In the context of $\mathbb{R}^n$, fix a linear subspace $\mathcal{U}$ or arbitrary dimension $r \leq n$ and some vector $\mathbf{x} \in \mathbb{R}^n$.
What is the most efficient way to compute the projection of $\mathbf{x}$ onto $\mathcal{U}$ in $\ell_1$, that is, how had one ought to solve the optimization problem:
$\mathbf{u}^* = \min_{\mathbf{u} \in \mathcal{U}} ||\mathbf{u} - \mathbf{x}||_1$
I have a hard time believing this is not a well understood problem but I am having difficulty with Google.

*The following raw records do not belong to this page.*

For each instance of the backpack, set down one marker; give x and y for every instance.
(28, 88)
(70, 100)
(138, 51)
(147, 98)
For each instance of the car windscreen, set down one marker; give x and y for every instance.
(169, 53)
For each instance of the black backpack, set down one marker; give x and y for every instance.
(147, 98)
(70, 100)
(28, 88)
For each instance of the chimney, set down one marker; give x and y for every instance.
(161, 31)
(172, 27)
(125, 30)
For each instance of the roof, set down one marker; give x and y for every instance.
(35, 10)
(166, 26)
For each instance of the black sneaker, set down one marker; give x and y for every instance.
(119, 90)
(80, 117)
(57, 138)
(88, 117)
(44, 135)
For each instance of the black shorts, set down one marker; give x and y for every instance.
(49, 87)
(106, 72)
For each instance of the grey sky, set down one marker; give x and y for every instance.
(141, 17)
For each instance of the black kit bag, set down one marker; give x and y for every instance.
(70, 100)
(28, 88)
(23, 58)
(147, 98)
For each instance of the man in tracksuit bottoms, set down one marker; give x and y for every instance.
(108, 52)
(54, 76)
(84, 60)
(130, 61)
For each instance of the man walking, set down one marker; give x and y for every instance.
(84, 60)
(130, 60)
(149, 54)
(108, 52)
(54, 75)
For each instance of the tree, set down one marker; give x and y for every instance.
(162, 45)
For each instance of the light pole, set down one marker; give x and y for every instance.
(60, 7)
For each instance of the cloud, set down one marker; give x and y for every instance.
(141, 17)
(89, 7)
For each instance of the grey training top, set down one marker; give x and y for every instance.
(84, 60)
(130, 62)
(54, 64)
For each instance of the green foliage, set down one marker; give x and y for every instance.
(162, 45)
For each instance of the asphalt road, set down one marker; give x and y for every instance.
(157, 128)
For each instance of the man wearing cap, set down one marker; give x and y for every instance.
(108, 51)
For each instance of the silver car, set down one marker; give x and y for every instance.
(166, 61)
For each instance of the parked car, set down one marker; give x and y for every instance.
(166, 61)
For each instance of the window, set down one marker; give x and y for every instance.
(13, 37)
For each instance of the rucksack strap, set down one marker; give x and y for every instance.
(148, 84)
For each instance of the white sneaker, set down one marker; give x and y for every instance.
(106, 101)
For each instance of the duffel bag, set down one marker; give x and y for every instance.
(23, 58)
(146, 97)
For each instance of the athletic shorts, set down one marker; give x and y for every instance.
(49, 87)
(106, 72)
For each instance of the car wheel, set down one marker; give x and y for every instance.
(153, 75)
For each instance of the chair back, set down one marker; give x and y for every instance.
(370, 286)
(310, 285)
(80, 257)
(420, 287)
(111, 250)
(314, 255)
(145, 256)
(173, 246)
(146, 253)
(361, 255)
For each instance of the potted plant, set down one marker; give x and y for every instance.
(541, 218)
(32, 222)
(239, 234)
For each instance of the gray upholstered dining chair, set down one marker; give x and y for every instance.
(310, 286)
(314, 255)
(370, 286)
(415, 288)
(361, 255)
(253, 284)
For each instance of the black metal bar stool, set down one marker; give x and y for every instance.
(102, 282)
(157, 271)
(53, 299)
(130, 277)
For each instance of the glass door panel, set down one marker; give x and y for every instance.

One could clearly formulate this as a linear program, but I am primarily concerned with high dimensional problems for $n$ large. Is there a more efficient way?
Well, $\displaystyle\min_{\mathbf{u}\in\mathcal{U}}||\mathbf{u}-\mathbf{x}||_1=\min\{r\in\mathbb{R}_{\geqslant 0} : \mathcal{U}\cap B_1(\mathbf{x},r)\neq\emptyset\}$, where $$B_1(\mathbf{x},r)=\{\mathbf{y}\in\mathbb{R}^n : ||\mathbf{y}-\mathbf{x}||_1\leqslant r\}$$ is the closed $l_1$-ball with center $\mathbf{x}$ and radius $r$. It is the convex hull of $$E_1(\mathbf{x},r)=\{\mathbf{x}\pm r\mathbf{e}_k : 1 \leqslant k \leqslant n\},$$ where $(\mathbf{e}_1,\ldots,\mathbf{e}_n)$ is the standard basis of $\mathbb{R}^n$. It follows that $$\displaystyle\min_{\mathbf{u}\in\mathcal{U}}||\mathbf{u}-\mathbf{x}||_1=r^\ast\implies\mathcal{U}\cap E_1(\mathbf{x},r^\ast)\neq\emptyset,$$ the minimum is attained at any (not necessarily unique) element $\mathbf{u}^\ast$ of the last set, and the convex hull of all such $\mathbf{u}^\ast$ is the solution to the original problem.
So the whole problem reduces to finding the minimum of at most $n$ real numbers $$r_k = \inf\{|r| : \mathbf{x}+r\mathbf{e}_k\in\mathcal{U}\},\quad 1\leqslant k\leqslant n$$ (with $\inf\ \emptyset$ considered to be $+\infty$).